Ou, como ministra Rubens Limongi França: ‘Correção monetária é, em suma, a atualização do valor real da moeda, tendo-se em vista a data do entabulamento do vínculo e da execução da prestação.’
Realmente, suponham que alguém venda um imóvel a outrem, pelo preço de duzentos mil reais, que deva ser pago, integralmente, um ano depois. No entabulamento deste negócio, ou seja, quando as partes realizaram dito contrato de compra e venda de imóvel, este valia os duzentos mil reais. Um ano após, na data da execução da prestação (pagamento do preço), imaginem, com a desvalorização monetária, o comprador, recebendo aquele preço, não poderia comprar imóvel igual ao que vendera, por valer este, nessa época, duzentos e oitenta mil reais. O que se assiste, no caso em tela, é a depreciação do valor pecuniário, pelo simples passar do tempo.

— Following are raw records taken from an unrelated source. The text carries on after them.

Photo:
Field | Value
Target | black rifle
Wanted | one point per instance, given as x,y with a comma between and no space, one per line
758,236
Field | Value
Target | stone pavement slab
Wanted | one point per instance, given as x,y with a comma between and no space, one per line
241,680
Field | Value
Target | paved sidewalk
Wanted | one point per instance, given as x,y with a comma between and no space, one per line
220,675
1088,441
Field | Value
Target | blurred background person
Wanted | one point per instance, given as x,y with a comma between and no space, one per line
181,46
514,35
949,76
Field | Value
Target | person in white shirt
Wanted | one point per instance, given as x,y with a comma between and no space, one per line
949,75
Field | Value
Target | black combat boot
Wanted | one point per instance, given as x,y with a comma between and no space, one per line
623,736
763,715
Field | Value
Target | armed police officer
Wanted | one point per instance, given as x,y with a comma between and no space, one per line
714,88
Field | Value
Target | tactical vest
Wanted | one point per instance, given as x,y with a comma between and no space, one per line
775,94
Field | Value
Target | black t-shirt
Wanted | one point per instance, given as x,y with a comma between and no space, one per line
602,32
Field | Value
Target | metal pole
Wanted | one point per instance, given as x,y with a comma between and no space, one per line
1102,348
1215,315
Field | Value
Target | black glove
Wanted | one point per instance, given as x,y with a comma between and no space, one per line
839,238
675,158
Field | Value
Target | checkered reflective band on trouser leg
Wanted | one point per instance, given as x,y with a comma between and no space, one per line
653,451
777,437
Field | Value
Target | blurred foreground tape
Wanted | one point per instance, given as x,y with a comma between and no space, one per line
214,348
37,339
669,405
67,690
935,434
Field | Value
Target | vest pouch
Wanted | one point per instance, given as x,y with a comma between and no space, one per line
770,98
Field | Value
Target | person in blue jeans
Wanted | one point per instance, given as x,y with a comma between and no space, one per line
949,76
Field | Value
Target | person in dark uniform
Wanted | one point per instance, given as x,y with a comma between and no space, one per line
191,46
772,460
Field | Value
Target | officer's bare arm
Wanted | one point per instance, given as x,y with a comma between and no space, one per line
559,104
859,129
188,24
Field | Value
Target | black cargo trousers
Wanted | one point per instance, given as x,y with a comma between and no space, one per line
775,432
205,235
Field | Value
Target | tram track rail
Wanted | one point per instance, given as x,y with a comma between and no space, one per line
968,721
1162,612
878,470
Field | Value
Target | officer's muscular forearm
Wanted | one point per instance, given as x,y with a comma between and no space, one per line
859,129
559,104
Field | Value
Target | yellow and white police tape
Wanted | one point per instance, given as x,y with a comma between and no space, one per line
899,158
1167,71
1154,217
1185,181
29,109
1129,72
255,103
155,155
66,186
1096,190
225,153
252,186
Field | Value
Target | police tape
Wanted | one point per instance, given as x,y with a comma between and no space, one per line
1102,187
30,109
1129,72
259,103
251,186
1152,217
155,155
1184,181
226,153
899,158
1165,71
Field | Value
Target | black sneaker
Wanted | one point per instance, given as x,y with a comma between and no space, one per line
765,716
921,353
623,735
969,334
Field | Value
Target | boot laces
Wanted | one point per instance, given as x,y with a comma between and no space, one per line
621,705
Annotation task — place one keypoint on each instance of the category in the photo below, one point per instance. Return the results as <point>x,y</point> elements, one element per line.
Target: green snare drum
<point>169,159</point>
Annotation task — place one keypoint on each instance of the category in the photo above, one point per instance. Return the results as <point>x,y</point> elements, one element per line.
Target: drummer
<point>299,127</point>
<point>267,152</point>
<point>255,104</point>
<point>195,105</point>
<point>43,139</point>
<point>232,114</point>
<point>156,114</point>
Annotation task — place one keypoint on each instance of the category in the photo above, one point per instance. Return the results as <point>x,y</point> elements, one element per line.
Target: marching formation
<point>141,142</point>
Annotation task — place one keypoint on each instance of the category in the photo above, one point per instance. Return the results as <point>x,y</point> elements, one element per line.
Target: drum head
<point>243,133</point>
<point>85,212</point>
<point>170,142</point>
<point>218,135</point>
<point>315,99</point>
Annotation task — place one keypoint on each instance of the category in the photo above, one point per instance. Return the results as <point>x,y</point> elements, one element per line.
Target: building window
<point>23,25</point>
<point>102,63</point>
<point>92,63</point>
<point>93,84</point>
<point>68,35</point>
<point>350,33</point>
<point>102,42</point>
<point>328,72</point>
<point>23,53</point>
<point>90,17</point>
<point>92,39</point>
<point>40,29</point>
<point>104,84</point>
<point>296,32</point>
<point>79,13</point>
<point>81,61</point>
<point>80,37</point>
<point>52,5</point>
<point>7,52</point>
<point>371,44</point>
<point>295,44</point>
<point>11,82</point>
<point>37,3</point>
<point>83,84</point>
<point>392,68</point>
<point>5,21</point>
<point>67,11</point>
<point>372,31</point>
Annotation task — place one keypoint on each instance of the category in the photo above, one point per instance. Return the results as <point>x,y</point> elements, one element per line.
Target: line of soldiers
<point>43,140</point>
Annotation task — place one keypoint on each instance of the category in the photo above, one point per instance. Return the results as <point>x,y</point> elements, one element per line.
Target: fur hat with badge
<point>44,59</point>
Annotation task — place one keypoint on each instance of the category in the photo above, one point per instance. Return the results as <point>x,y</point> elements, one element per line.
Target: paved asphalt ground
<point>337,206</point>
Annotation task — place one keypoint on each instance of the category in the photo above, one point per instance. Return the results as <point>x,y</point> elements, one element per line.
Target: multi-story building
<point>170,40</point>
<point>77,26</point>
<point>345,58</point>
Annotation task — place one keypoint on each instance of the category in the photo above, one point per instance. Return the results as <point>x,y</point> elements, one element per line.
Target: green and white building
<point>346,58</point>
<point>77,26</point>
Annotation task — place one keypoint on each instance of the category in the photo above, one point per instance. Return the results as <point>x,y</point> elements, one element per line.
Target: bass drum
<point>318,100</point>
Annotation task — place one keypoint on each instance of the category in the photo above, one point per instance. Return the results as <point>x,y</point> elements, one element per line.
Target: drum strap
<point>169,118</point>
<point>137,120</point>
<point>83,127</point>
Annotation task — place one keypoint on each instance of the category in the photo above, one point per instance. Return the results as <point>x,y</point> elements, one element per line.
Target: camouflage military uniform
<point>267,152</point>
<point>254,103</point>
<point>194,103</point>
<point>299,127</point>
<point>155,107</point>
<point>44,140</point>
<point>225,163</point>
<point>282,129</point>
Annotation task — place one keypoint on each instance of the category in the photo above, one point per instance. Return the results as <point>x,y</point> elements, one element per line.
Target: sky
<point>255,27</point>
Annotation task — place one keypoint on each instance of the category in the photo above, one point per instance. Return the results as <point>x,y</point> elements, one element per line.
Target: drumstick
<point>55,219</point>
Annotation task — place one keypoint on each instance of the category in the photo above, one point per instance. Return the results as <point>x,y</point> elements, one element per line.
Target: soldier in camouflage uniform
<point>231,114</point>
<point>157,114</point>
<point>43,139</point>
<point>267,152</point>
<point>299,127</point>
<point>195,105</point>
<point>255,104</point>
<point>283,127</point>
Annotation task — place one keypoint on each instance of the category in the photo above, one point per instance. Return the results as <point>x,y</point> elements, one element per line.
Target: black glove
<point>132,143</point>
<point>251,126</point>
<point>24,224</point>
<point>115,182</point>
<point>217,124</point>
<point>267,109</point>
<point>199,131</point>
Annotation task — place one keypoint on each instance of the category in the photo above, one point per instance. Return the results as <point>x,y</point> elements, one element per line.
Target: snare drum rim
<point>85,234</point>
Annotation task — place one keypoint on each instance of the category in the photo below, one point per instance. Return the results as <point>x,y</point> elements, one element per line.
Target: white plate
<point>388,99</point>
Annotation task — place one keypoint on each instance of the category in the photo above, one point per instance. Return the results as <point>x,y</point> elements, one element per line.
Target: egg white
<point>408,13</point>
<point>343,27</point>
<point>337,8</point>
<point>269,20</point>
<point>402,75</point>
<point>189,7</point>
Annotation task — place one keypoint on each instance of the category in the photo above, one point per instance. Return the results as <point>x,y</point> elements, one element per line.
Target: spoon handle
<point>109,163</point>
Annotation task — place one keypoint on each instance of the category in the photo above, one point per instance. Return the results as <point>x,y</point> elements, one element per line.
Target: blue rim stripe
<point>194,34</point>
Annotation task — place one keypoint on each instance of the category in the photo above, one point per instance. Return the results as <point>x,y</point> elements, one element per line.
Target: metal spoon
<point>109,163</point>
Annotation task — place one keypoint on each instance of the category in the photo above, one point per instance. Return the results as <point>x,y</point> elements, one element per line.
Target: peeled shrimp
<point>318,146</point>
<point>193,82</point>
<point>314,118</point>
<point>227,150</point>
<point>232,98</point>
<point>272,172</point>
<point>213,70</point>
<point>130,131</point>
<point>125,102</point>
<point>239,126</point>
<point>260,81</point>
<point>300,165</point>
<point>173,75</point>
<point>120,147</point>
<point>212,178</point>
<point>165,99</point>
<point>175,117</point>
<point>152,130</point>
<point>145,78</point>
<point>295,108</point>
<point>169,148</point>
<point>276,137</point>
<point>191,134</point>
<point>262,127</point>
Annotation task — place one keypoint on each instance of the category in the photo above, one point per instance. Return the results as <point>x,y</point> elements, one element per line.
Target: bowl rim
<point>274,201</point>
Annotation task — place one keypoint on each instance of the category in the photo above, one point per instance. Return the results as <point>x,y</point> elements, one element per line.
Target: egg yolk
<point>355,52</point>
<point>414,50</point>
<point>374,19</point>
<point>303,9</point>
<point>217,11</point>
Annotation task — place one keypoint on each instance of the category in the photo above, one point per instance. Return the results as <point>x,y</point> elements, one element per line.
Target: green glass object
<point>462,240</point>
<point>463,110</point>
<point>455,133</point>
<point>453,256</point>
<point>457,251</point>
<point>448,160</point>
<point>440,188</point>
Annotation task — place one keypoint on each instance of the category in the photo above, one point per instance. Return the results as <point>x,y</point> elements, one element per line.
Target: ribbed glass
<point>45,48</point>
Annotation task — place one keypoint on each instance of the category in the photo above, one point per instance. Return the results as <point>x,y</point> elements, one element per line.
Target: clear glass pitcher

A correção monetária é, no caso citado, o instituto jurídico adequado para reequilibrar a mencionada relação obrigacional de venda e compra, que pressupõe o exato pagamento do valor (preço) do objeto comprado (coisa), com a concordância de vendedor e comprador, neste sentido (consentimento).“
Corroborando nosso entendimento o Egrégio Tribunal de Justiça do Estado de São Paulo já decidiu a respeito, considerando válida a cláusula que prevê cobrança do ajuste do valor da construção, no processo nº 543.254-4/3-00, conforme é o acórdão que pedimos a devida vênia para colacionar:
ILEGITIMIDADE PASSIVA – Compromisso de venda e compra – Responsabilidade inicial de duas empresas – Posterior alteração da condição em face formal distrato – Assunção, pela remanescente, de todos os encargos anteriormente assumidos – Regularidade – Ausência de demonstração, pelos contratantes compradores de riscos ou eventuais prejuízos decorrentes da alteração – Exclusão determinada – Sentença alterada – PRELIMINAR RECONHECIDA.
COMPROMISSO DE VENDA E COMPRA – Bem imóvel – Aquisição mediante obtenção de crédito em financiamento – Regularidade das cláusulas no tocante ao negócio – Exigência de diferença apurada a envolver o custo da obra e o dinheiro obtido com o financiamento – Conhecimento amplo pelas partes – Abusividade não demonstrada – Possibilidade da contratação diante diversidade de custo da obra ao longo do período de financiamento – Objetividade e clareza de cláusula – Contratantes autores com bom nível de formação e conhecimento – Impossibilidade, ao depois da conclusão da obra, da indicação de dúvida – Previsão regular da exigência – Dívida apurada e existente – Crédito em prol da contratante vendedora – Ausência de crédito em prol dos contratantes compradores a afastar pretendida repetição de indébito – Ausência, por conseqüência, de fundamento para obtenção de indenização por danos materiais e por danos morais – Sentença reformada – Inversão do ônus da sucumbência – Fixação de honorária tendo em vista o valor atribuído em prol da causa – RECURSO PROVIDO.
Vale aqui ressaltar também que a incorporadora precisa necessariamente apresentar ao compromissário, na época oportuna, a planilha detalhada do cálculo da referida correção.
Sendo assim, perfeitamente admissível a cobrança de correção monetária nos compromissos de compra e venda de imóvel na planta.